Now when you do select * from patients, Supabase automatically filters to show only patients from logged-in user’s clinic.

Impossible to query outside that scope.

Auditing: track who changed what

Supabase has built-in audit logs. Go to admin panel > Logs.

But for custom auditing, create a table:

create table audit_log (
  id uuid primary key default gen_random_uuid(),
  table_name text not null,
  user_id uuid references auth.users,
  action text not null, -- 'INSERT', 'UPDATE', 'DELETE'
  old_data jsonb,
  new_data jsonb,
  created_at timestamp default now()
);

-- Trigger on patients
create function log_patient_changes()
returns trigger as $$
begin
  insert into audit_log (table_name, user_id, action, old_data, new_data)
  values (
    'patients',
    auth.uid(),
    TG_OP,
    row_to_json(OLD),
    row_to_json(NEW)
  );
  return COALESCE(NEW, OLD);
end;
$$ language plpgsql;

create trigger patients_audit
  after insert or update or delete on patients
  for each row execute function log_patient_changes();

Now every change to patients is logged with who did it, when, what changed.

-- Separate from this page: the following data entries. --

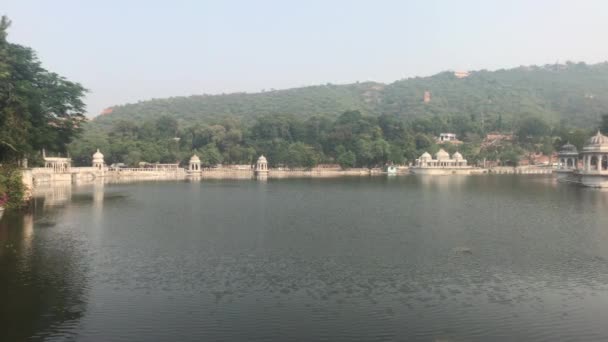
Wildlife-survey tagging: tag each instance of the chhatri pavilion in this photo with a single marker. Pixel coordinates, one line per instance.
(593, 171)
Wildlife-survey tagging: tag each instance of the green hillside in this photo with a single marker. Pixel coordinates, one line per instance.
(574, 94)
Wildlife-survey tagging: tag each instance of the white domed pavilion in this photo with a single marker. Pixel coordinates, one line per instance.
(594, 156)
(98, 161)
(261, 165)
(442, 162)
(195, 164)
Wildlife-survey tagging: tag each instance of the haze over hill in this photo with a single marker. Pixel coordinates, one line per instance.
(573, 93)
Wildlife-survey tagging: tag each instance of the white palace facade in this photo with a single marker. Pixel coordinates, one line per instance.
(443, 163)
(592, 171)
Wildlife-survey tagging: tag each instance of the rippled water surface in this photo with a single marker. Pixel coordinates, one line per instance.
(488, 258)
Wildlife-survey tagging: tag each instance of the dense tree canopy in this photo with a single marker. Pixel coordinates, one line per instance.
(38, 108)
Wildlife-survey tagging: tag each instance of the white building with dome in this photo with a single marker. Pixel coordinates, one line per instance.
(443, 163)
(98, 161)
(594, 169)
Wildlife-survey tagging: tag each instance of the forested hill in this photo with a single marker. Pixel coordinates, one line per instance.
(573, 93)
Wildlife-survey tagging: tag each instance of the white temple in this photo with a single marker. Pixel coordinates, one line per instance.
(443, 163)
(261, 168)
(98, 161)
(442, 159)
(594, 156)
(194, 166)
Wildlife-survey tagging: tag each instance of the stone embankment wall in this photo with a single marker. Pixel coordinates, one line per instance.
(524, 170)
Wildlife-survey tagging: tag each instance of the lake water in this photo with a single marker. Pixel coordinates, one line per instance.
(479, 258)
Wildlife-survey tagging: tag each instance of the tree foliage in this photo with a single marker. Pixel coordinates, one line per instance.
(38, 108)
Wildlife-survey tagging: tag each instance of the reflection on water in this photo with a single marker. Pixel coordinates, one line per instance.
(401, 258)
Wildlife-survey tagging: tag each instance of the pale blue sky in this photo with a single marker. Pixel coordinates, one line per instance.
(125, 51)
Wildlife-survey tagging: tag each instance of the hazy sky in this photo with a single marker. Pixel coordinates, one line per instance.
(125, 51)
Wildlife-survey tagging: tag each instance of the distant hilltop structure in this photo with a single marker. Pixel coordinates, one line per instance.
(461, 74)
(448, 138)
(107, 111)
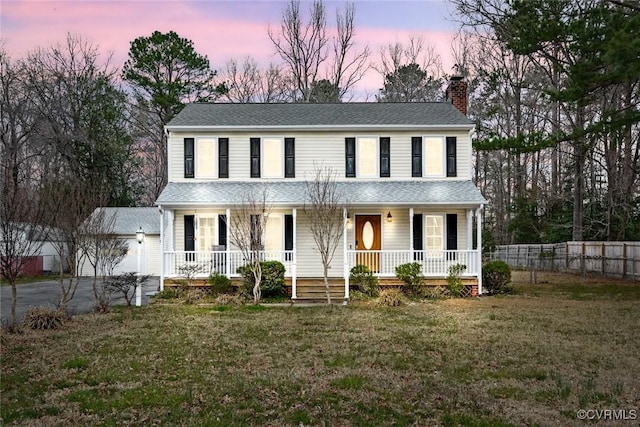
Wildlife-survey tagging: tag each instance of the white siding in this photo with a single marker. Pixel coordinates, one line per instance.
(309, 262)
(150, 257)
(317, 149)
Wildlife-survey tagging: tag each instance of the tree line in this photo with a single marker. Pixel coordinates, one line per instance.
(554, 94)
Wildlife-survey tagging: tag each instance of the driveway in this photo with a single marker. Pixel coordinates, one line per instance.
(47, 294)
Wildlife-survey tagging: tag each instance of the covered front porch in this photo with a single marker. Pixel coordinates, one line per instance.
(378, 232)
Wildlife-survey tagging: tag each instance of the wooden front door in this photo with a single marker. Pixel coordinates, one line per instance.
(369, 238)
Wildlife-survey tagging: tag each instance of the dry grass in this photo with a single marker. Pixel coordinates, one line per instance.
(530, 359)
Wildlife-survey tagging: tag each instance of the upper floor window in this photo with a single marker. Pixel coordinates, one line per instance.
(206, 158)
(433, 156)
(272, 157)
(368, 157)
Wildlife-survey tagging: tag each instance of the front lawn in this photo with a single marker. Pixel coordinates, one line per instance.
(534, 358)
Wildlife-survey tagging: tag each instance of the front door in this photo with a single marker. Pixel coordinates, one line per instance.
(369, 238)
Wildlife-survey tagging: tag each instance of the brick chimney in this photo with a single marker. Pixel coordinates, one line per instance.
(457, 93)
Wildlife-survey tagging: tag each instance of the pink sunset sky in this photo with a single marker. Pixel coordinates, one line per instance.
(221, 30)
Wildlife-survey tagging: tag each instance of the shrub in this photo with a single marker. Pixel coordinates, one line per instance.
(496, 276)
(411, 274)
(455, 287)
(193, 295)
(272, 279)
(126, 285)
(44, 318)
(390, 298)
(220, 284)
(167, 293)
(226, 299)
(363, 279)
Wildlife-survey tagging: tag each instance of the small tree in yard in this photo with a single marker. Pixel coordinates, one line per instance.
(126, 284)
(104, 252)
(248, 225)
(325, 213)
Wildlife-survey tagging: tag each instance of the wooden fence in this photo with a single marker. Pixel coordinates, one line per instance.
(614, 259)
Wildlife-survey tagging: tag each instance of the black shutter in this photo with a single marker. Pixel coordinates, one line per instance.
(417, 236)
(451, 155)
(222, 230)
(289, 157)
(350, 157)
(452, 235)
(188, 158)
(385, 157)
(416, 156)
(189, 236)
(288, 236)
(255, 157)
(223, 158)
(452, 232)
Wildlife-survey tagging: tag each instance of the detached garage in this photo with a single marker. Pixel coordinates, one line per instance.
(127, 221)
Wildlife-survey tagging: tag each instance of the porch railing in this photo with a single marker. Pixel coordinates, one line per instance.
(433, 263)
(382, 263)
(202, 264)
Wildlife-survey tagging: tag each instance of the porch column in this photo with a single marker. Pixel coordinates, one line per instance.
(227, 250)
(469, 229)
(344, 253)
(411, 248)
(479, 252)
(161, 248)
(168, 246)
(294, 265)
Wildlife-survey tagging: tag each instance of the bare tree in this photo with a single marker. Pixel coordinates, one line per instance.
(22, 227)
(348, 65)
(325, 213)
(104, 251)
(411, 72)
(71, 203)
(304, 47)
(248, 225)
(246, 82)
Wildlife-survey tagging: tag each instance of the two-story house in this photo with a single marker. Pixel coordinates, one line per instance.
(405, 169)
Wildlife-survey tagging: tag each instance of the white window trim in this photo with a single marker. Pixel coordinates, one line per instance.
(263, 157)
(376, 174)
(215, 239)
(280, 218)
(443, 156)
(214, 160)
(431, 253)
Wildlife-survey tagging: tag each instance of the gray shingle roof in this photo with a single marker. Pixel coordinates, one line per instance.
(293, 193)
(357, 114)
(129, 220)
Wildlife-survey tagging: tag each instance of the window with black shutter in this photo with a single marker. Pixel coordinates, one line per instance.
(451, 155)
(255, 157)
(385, 157)
(188, 158)
(452, 234)
(223, 158)
(189, 236)
(350, 157)
(416, 156)
(417, 237)
(289, 158)
(222, 230)
(288, 236)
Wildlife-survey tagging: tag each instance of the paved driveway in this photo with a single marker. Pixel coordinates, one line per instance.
(47, 293)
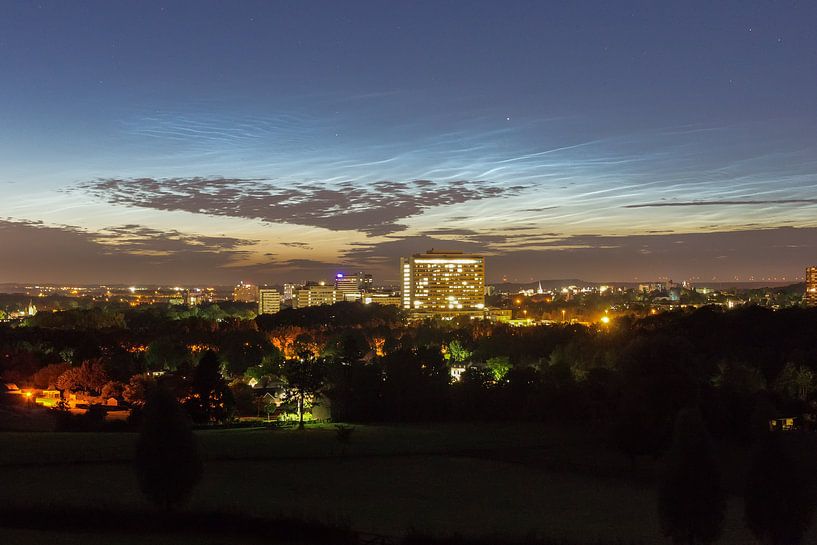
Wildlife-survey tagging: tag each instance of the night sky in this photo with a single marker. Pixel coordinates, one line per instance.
(212, 142)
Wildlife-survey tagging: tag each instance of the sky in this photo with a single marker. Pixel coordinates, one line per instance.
(212, 142)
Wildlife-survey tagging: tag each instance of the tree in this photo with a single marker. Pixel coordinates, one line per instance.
(245, 399)
(777, 504)
(138, 389)
(499, 366)
(305, 380)
(691, 502)
(112, 389)
(795, 381)
(210, 399)
(457, 352)
(88, 377)
(167, 461)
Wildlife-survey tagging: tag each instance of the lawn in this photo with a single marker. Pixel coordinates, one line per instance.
(446, 478)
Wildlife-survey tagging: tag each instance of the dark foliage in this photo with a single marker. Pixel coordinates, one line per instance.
(210, 398)
(167, 461)
(691, 501)
(778, 503)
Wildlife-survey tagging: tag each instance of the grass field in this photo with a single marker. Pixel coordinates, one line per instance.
(442, 479)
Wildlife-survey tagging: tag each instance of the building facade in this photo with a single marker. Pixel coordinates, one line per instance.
(445, 284)
(245, 293)
(269, 301)
(810, 297)
(312, 296)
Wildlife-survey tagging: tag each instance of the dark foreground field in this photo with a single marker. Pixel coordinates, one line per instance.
(474, 480)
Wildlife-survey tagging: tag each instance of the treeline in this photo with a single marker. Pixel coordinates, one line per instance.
(741, 366)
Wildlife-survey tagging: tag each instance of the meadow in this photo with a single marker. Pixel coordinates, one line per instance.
(442, 479)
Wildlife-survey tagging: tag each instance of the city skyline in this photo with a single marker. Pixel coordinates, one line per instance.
(275, 142)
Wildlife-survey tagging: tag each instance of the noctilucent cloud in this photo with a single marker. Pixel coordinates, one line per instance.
(211, 142)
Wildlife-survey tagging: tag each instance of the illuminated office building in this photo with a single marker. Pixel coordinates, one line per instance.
(444, 284)
(312, 296)
(269, 301)
(810, 298)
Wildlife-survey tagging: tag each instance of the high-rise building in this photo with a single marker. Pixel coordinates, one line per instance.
(810, 297)
(289, 291)
(347, 284)
(245, 293)
(269, 301)
(447, 284)
(311, 296)
(353, 283)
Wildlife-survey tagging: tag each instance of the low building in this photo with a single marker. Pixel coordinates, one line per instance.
(245, 293)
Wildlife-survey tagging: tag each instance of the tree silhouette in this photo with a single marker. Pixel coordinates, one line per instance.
(210, 399)
(778, 507)
(305, 378)
(691, 502)
(167, 461)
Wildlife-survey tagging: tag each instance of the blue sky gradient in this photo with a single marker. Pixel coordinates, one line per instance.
(285, 139)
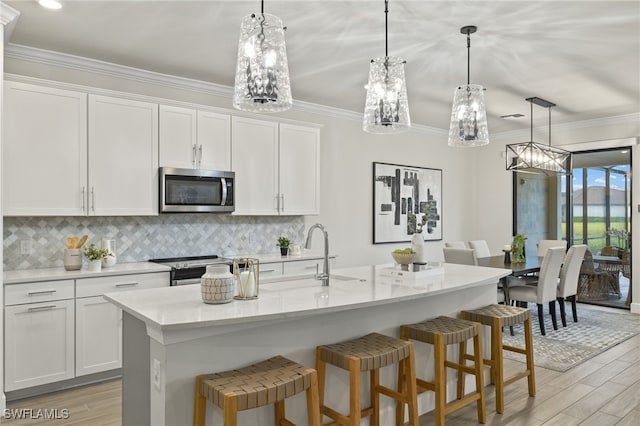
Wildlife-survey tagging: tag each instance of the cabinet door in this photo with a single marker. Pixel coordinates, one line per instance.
(44, 159)
(299, 170)
(38, 344)
(123, 157)
(254, 155)
(214, 141)
(178, 142)
(98, 335)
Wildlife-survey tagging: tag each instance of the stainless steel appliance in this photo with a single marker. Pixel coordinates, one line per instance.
(189, 270)
(196, 190)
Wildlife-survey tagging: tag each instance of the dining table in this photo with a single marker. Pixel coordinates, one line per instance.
(530, 266)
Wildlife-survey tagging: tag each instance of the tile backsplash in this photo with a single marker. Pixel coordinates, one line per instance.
(139, 238)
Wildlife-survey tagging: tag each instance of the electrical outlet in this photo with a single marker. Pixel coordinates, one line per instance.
(25, 247)
(156, 371)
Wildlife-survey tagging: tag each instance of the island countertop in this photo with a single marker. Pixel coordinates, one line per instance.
(181, 307)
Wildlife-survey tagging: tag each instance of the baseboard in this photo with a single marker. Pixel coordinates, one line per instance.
(62, 385)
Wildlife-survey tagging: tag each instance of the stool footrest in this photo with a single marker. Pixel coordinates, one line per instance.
(514, 349)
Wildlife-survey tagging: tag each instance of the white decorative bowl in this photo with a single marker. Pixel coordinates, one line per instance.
(404, 258)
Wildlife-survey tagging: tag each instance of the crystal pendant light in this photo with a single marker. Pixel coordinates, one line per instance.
(468, 116)
(262, 73)
(386, 108)
(532, 157)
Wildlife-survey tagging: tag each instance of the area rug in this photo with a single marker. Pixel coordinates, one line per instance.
(559, 350)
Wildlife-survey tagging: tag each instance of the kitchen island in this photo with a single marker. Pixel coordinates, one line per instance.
(170, 335)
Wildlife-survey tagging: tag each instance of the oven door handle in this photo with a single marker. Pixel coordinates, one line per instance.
(186, 281)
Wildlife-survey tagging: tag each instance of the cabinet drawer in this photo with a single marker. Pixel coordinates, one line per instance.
(43, 291)
(100, 285)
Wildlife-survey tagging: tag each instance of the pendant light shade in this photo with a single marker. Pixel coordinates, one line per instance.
(262, 72)
(468, 126)
(386, 108)
(533, 157)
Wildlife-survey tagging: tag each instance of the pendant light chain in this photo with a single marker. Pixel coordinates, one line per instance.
(468, 56)
(386, 28)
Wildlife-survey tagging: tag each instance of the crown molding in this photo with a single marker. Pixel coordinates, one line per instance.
(78, 63)
(513, 135)
(8, 19)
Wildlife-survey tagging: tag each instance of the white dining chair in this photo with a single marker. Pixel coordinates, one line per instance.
(455, 244)
(568, 282)
(462, 256)
(544, 245)
(481, 247)
(547, 288)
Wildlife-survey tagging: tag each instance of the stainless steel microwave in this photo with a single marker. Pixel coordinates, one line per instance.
(195, 190)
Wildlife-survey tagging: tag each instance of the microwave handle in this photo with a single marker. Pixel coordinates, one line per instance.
(223, 181)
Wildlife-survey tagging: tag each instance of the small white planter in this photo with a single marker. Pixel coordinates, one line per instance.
(95, 265)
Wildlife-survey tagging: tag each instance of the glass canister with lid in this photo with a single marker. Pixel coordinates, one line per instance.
(217, 285)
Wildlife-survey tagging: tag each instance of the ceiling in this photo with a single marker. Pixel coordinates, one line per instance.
(582, 55)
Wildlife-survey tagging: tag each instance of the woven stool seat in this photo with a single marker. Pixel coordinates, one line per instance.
(452, 330)
(374, 350)
(509, 315)
(264, 383)
(370, 353)
(441, 332)
(497, 317)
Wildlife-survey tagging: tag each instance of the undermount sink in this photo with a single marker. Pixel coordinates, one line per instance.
(298, 281)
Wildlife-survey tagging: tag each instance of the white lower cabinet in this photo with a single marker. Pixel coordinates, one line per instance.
(38, 343)
(98, 335)
(50, 335)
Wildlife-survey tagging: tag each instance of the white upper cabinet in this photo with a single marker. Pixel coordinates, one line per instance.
(177, 137)
(123, 157)
(194, 139)
(255, 162)
(44, 160)
(277, 168)
(299, 170)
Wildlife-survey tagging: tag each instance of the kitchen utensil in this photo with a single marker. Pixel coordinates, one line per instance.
(82, 241)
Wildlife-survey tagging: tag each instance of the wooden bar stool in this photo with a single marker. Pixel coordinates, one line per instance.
(441, 332)
(264, 383)
(497, 317)
(370, 353)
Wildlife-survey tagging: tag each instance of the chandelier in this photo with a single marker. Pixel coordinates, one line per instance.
(532, 157)
(262, 73)
(468, 126)
(386, 108)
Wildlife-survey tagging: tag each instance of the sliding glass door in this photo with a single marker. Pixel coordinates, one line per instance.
(591, 206)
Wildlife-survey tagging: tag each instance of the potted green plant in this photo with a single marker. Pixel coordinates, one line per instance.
(283, 243)
(95, 255)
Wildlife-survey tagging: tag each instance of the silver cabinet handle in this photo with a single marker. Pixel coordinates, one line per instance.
(35, 293)
(127, 285)
(42, 308)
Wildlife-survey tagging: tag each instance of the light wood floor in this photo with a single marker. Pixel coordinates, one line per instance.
(602, 391)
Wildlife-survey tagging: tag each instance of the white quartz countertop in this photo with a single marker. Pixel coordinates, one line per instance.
(181, 307)
(54, 274)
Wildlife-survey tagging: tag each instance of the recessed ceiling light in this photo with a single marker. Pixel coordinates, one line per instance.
(50, 4)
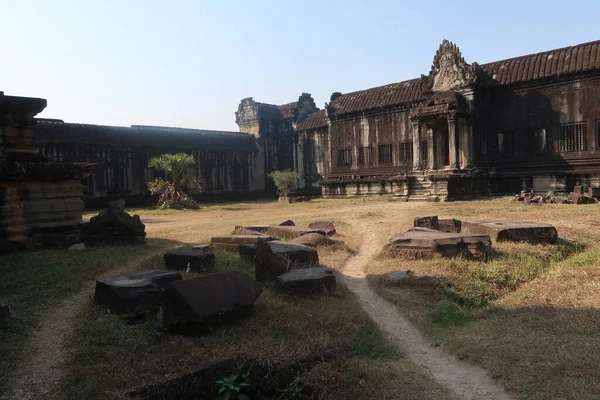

Useful for compliance, GDPR, internal audit.

Testing everything locally

Supabase provides CLI to run local:

supabase start

This spins up Postgres, Auth, Storage all local. Develop offline, no staging needed.

Then when ready:

supabase push

Pushes migrations to production.

With MVP from zero to deploy, I talked about this. Local development matters.

  • Configure Supabase Auth with persistSession
  • Implement login with 2+ OAuth providers
  • Create basic RLS (user sees only their data)
  • Add multi-tenant RLS (clinic A vs B)
  • Set up audit log for compliance
  • Test token revocation
  • Local development setup with CLI
  • Run migrations in staging before prod

Supabase Auth done right is security your client pays for.